Le challenge du matin : tracer dans la selva de Oza pour déborder la ligne de crêtes nord de la sierra de Bernera sans traverser l'Aragón Subordán. Il y a un chaînon manquant d'à peine 200 mètres entre les traces répertoriées sur mes extraits de cartes (géoportail et open maps).
Arrivé à l'endroit crucial, je prends droit dans la pente. D'abord sans difficultés, je me retrouve coincé par le talus au-dessus du chemin que je veux atteindre. il faut me faufiler au pied d'une petite barre rocheuse, afin de le rejoindre en biseau. Ça passe.
Me voilà sur un sentier balisé rouge et blanc - un GR ! C'est rassurant.
Passé la première ligne de crêtes (le Codero de Achert), le chemin descend jusqu'au bord du Aragón Subordán - cote 1000 et des poussières, suis descendu bien bas ; je ne traverse pas !

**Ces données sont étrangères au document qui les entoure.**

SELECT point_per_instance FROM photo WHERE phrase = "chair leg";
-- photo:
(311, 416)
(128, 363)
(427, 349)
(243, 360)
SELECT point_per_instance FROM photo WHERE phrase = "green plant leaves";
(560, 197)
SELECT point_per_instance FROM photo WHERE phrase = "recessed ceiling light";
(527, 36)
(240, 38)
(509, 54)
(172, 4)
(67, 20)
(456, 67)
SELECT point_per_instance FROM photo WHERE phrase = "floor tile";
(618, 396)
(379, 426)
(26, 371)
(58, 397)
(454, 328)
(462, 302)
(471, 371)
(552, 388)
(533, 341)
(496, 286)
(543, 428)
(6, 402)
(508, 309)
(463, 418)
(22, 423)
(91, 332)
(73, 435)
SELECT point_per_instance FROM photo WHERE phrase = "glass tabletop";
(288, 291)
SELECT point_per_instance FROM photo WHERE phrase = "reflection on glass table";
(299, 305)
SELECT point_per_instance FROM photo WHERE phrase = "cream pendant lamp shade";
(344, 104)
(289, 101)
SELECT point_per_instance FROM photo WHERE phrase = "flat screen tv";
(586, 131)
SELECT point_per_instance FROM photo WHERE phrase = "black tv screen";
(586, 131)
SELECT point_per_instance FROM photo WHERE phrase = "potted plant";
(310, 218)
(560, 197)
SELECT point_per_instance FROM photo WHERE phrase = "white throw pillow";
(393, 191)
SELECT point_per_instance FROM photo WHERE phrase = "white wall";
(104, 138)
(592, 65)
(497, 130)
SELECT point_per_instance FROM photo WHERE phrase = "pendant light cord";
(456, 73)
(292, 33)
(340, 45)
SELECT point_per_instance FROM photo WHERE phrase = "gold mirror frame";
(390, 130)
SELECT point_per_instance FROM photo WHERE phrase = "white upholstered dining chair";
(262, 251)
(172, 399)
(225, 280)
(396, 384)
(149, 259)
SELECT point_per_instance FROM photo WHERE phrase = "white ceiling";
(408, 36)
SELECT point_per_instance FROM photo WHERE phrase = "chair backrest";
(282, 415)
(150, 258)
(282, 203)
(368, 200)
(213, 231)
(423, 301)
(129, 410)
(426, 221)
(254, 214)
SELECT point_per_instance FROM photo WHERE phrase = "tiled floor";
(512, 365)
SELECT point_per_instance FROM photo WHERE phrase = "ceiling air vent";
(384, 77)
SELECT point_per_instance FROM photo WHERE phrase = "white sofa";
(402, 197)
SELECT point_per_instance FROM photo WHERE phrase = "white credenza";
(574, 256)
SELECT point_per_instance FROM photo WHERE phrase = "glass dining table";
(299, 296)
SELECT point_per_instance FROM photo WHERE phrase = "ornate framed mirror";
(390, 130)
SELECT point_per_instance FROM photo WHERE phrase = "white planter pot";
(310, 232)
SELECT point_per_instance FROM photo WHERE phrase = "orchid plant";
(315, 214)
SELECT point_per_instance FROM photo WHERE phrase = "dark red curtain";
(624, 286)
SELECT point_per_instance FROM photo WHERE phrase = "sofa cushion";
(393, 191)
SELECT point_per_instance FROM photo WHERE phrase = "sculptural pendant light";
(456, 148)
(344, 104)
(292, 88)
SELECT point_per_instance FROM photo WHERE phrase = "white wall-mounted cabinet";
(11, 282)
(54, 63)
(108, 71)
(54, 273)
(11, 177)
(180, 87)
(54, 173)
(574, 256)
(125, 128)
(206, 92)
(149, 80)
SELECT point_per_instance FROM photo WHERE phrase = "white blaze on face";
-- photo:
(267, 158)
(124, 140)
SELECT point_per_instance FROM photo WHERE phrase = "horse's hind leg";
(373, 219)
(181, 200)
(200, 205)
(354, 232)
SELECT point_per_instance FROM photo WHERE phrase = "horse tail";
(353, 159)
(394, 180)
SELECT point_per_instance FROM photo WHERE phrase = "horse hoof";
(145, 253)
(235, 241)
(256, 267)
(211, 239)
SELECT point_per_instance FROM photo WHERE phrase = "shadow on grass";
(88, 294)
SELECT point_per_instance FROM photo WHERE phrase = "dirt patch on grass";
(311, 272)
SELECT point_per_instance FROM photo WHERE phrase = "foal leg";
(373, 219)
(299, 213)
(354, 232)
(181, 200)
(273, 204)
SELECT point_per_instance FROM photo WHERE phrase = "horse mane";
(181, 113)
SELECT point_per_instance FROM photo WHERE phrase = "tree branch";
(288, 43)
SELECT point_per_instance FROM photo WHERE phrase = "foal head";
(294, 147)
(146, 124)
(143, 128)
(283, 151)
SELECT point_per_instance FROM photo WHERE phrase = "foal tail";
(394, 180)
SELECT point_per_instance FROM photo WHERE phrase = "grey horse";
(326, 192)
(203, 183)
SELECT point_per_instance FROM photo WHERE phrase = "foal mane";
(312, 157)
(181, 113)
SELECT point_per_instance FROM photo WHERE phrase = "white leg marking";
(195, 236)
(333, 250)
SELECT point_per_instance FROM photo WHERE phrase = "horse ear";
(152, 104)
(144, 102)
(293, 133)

Ça remonte dans la montagne, s'enfonce dans une vallée jusqu'au torrent issu du barranco Borregueril. Un petit passage à gué sympathique m'attend... Je remonte un peu les bas de pantalon, chausse mes fameuses crocs fétiches et entame la traversée, les godillots d'une main, les bâtons de l'autre.
Zip, splash, qui a oublié sa savonnette au fond du torrent ? Je m'écrabouille comme Surya Bonaly dans un mauvais jour. Vite ramper vers les rochers et ne pas glisser dans les rapides. Et surtout SURTOUT ne pas lâcher les chaussures !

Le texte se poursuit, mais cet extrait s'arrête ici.